Seated in the back, you quickly open the back door and fire a warning shot into the air*, to scare him off – and then shut the door immediately. What would a normal reaction be to that? Either to run away, or to put down the knife and surrender. But instead, the attacker backs off a little, but continues to wield his knife, with murder written all over his face! No sign of remorse, or surrender, or fear of reprisal can be seen…
(*Note: on the video, the rear right door of the police car opens, and the terrorists slams it shut. It was not clear if the policeman shot in the air at that time, or was trying to get out to apprehend the terrorist).
Seeing this, what would you do?
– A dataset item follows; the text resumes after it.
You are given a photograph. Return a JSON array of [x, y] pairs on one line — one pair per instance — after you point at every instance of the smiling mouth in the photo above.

Remember, you are in a police car under attack, with three other policemen, trying to make an arrest, in an Arab town in Israel.
If you said, “I would step out of the police car and shoot at the attacker” – well, this is exactly what happened this past weekend at Kafr Kanna, an Arab village near Nazareth in the Galilee of Israel. The terrorist-maniac with the knife was seriously injured, and died shortly thereafter from his wounds.
To put ANY blame on the police officer for his actions, is nothing short of insanity. But of course, the Arabs (and most of the mainstream media) have done just that.
Apparently, the only videos available online of this event were taken by Arabs and the Arab media, so I would not be surprised if they were edited. But in any case, from the following video one can see that the suspect tried to open the door of the police car to stab the policemen inside; and although his being shot left him seriously injured, was not yet dead.
Furthermore, please note the following:
1. Police may not retreat from an armed attacker during the course of an arrest.
2. Police may use deadly force against an armed attacker, while the attack is ongoing. An attack is ongoing as long as the attacker remained armed and has not thrown his hands up in the air in surrender.
3. Police may use deadly force to arrest a fleeing felon (and Khir Hamdan was by no means fleeing!) if said felon is (a) armed and (b) poses serious danger of great bodily harm or death to the police or others. An armed individual who has just attacked police poses a grave threat to the police and others as long as he does not drop the weapon and throw his hands up in the air.
See also the case of Tennessee v. Garner (471 U.S. 1,105 S. Ct. 1694, 85 L. Ed. 2d 1,1985 U.S.)
Finally, another example from the US:
When an armed citizen is attacking a police officer — even if he's armed with a knife, not a gun — there's a broad consensus among police chiefs and departments: the officer is allowed to use deadly force. Almost all agencies covered in the 2012 survey put lethal force on its own level in the continuum — as the sole appropriate response when an officer's life might be in danger.
…several police and experts went out of their way to explain to me why deadly force is necessary when a suspect has a knife. "One of the biggest areas of misunderstanding that the public has is how quickly individuals with weapons can advance on an officer, and how deadly the results can be," says Magnus, the chief of the Richmond (CA) Police Department. That makes it extremely risky, he says, for officers to use a Taser on a suspect who's charging them with a knife. David Klinger, a University of Missouri-St. Louis professor who studies use of force, says he would use a Taser on someone who was armed with a blunt instrument, but, "I personally would never try to disarm someone with a knife."
Just because a citizen is armed doesn't mean he's attacking, so whether police are allowed to shoot a knife-wielding suspect depends on whether he's coming at the officer or not (or whether the officer reasonably feels threatened — which can get subjective). But there's no debate among police that killing a suspect is an appropriate response to a knife attack — another reflection of how much distance there is between what the public sees as reasonable force and what police believe.
"Shooting to incapacitate" is a myth
In principle, when a cop fires a gun at a citizen, it's so the officer can neutralize the threat — he's not shooting to kill, per se. But in the two seconds that a cop actually has to make a decision, the most certain way for him to neutralize a threat is to aim for "center mass" on the civilian's body, which is likely to be a lethal shot.
Cops in Richmond, California, have to go through firearms training once a month. But Chief Magnus says that even with that much training, the conditions an officer faces — everything from the stress of a confrontation, to the weather and the lighting — make it impractical for an officer to aim a shot somewhere other than the center of the body. "The notion that it's possible to shoot somebody just to the level that they're debilitated — to shoot a gun out of somebody's hand, to shoot them in the leg — that is the stuff of TV and movies. That's wildly unrealistic."